Ivan (2008:1) berpendapat bahwa sinonim adalah suatu kata yang memiliki bentuk yang
berbeda namun memiliki arti atau pengertian yang sama atau mirip. Sinomin bisa disebut juga
dengan persamaan kata atau padanan kata. Lain halnya dengan antonim yang merupakan suatu
kata yang artinya berlawanan satu sama lain. Antonim disebut juga dengan lawan kata
Contoh sinonim:
Kata meninggal bersinonim dengan kata gugur.
(1) Pak Budiman telah meninggal pada pukul 12.30 WIB.
(2) Para pahlawan telah gugur di medan
perang. Contoh antonim:
(3) mati >< hidup
(4) keras >< lembut

e. Homonim, Homofon, dan Homograf


Homonim adalah suatu kata yang memiliki makna yang berbeda tetapi lafal atau ejaan
sama. Jika lafalnya sama disebut homograf, namun jika yang sama adalah ejaannya maka disebut
homofon (Alvin, 2008:1).
Contoh homonim:
(1) Untuk mengirim surat untuk bapak presiden kita harus menggunakan amplop (amplop
= amplop surat biasa)
(2) Agar bisa diterima menjadi pns ia memberi amplop kepada para pejabat (amplop =
sogokan atau uang pelicin)
Contoh homofon:
(3) Bu kadir bisa memainkan gitar dengan kakinya (bisa = mampu)
(4) Bisa ular itu ditampung ke dalam bejana untuk diteliti (bisa =
racun) Contoh homograf:
(5) Guci itu adalah peninggalan masa kerajaan kutai (masa = waktu)
(6) Kasus tabrakan yang menghebohkan itu dimuat di media massa (massa = masyarakat umum).

f.

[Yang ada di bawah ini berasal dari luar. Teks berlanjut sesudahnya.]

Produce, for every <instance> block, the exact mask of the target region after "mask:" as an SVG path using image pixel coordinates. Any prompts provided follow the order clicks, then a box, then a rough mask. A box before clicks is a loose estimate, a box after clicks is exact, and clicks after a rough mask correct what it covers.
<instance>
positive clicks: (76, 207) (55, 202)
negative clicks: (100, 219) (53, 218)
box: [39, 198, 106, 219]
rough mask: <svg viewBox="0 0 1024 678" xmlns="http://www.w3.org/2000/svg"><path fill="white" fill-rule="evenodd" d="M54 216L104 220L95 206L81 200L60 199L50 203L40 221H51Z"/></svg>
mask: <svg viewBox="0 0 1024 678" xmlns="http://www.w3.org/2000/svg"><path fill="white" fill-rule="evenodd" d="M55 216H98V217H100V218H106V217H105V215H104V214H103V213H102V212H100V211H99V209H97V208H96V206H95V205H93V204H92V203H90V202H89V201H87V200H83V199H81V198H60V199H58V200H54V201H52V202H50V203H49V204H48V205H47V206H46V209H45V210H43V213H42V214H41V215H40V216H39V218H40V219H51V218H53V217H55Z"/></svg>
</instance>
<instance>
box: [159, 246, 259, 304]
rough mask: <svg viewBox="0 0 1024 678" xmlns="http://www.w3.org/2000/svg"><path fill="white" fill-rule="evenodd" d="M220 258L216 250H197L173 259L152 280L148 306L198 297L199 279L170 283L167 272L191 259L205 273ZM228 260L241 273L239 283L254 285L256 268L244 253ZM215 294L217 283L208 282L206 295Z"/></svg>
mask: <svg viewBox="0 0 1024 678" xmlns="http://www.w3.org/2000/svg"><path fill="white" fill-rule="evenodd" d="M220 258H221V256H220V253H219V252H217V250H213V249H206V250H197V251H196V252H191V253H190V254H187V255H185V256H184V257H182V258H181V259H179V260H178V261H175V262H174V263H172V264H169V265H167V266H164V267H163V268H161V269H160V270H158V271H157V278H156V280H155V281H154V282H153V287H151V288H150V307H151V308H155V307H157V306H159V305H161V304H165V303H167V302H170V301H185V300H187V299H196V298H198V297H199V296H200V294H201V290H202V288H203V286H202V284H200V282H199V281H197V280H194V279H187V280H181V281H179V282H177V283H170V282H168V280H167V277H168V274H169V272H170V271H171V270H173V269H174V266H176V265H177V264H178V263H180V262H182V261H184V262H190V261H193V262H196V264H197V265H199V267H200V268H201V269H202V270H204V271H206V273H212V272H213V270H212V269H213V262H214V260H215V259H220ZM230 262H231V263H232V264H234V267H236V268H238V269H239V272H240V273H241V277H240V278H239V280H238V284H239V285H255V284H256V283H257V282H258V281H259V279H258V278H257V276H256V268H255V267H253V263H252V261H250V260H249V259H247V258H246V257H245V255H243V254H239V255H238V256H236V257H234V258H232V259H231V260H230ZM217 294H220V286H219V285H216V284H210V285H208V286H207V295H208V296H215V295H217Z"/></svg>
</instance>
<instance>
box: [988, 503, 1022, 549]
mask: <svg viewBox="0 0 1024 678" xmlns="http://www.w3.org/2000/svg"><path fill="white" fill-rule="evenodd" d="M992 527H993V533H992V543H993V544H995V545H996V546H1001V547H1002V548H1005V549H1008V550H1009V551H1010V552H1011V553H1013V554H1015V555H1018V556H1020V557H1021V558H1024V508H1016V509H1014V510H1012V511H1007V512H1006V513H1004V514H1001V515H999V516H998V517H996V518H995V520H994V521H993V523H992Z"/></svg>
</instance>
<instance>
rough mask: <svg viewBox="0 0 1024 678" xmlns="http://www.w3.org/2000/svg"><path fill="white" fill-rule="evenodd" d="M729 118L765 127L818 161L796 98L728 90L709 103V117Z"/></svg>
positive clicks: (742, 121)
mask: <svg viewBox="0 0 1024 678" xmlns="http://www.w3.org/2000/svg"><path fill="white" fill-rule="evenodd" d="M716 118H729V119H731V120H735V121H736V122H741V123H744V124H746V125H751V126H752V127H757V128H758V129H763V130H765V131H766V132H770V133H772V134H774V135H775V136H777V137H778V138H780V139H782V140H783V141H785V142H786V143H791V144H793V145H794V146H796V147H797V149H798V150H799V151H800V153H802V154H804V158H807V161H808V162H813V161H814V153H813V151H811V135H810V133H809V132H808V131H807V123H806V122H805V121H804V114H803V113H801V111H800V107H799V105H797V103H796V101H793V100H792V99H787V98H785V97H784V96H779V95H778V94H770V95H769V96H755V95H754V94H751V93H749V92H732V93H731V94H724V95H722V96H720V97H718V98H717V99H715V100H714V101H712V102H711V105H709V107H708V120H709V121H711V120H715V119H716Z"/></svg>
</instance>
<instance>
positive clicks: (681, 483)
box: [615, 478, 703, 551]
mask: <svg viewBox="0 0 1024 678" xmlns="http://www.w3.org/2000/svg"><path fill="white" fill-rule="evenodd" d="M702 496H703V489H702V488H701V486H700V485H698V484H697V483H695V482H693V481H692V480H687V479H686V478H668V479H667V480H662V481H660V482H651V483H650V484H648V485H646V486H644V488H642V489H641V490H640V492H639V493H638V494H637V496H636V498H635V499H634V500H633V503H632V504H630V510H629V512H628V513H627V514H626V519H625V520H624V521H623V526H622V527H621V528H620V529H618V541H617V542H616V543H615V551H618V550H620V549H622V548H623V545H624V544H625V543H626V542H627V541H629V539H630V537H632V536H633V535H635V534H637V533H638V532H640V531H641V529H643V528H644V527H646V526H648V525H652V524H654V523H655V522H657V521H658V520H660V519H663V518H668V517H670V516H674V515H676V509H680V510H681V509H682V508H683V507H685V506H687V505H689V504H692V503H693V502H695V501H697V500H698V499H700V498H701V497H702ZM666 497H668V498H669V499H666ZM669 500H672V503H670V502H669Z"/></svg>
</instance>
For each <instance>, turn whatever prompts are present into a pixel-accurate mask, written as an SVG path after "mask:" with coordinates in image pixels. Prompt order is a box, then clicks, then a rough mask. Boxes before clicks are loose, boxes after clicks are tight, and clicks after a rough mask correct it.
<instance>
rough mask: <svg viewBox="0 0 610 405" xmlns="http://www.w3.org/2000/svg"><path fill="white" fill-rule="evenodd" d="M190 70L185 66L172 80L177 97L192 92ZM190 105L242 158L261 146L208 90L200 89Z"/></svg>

Polisemi
Polisemi adalah kata-kata yang memiliki makna atau arti lebih dari satu karena adanya
banyak komponen konsep dalam pemaknaan suatu kata. Satu kata seperti kata "kepala" dapat
diartikan bermacam-macam walaupun arti utama kepala adalah bagian tubuh manusia yang ada
di atas leher (Ivan, 2008:2).
Contoh:
(1) Guru yang dulunya pernah menderita cacat mental itu sekarang menjadi kepala sekolah
smp kroto emas. (kepala bermakna pemimpin).
(2) Kepala anak kecil itu besar sekali karena terkena penyakit hidrosepalus. (kepala
berarti bagian tubuh manusia yang ada di atas).
(3) Tiap kepala harus membayar upeti sekodi tiwul kepada ki joko cempreng. (kepala
berarti individu).
(4) Pak Sukatro membuat kepala surat untuk pengumuman di laptop yang baru dibelinya
di mangga satu. (kepala berarti bagian dari surat).

g. Hipernim dan Hiponim


Hipernim adalah kata-kata yang mewakili banyak kata lain. Kata hipernim dapat menjadi
kata umum dari penyebutan kata-kata lainnya. Sedangkan hiponim adalah kata-kata yang
terwakili artinya oleh kata hipernim. Umumnya kata-kata hipernim adalah suatu kategori dan
hiponim merupakan anggota dari kata hipernim. Contoh :
(1) Hipernim : Hantu. Hiponim : Pocong, kantong wewe, sundel bolong, kuntilanak,
pastur buntung, tuyul, genderuwo, suster ngesot, dan lain-lain.
(2) Hipernim : Ikan. Hiponim : Lumba-lumba, tenggiri, hiu, betok, mujaer, sepat, cere,
gapih singapur, teri, sarden, pari, mas, nila, dan sebagainya.
(3) Hipernim : Odol. Hiponim : Pepsodent, ciptadent, siwak f, kodomo, smile up, close up,
maxam, formula, sensodyne, dan lain-lain.
(4) Hipernim : Kue. Hiponim : Bolu, apem, nastar nenas, biskuit, bika ambon, serabi,
tete, cucur, lapis, bolu kukus, bronis, sus, dan sebagainya.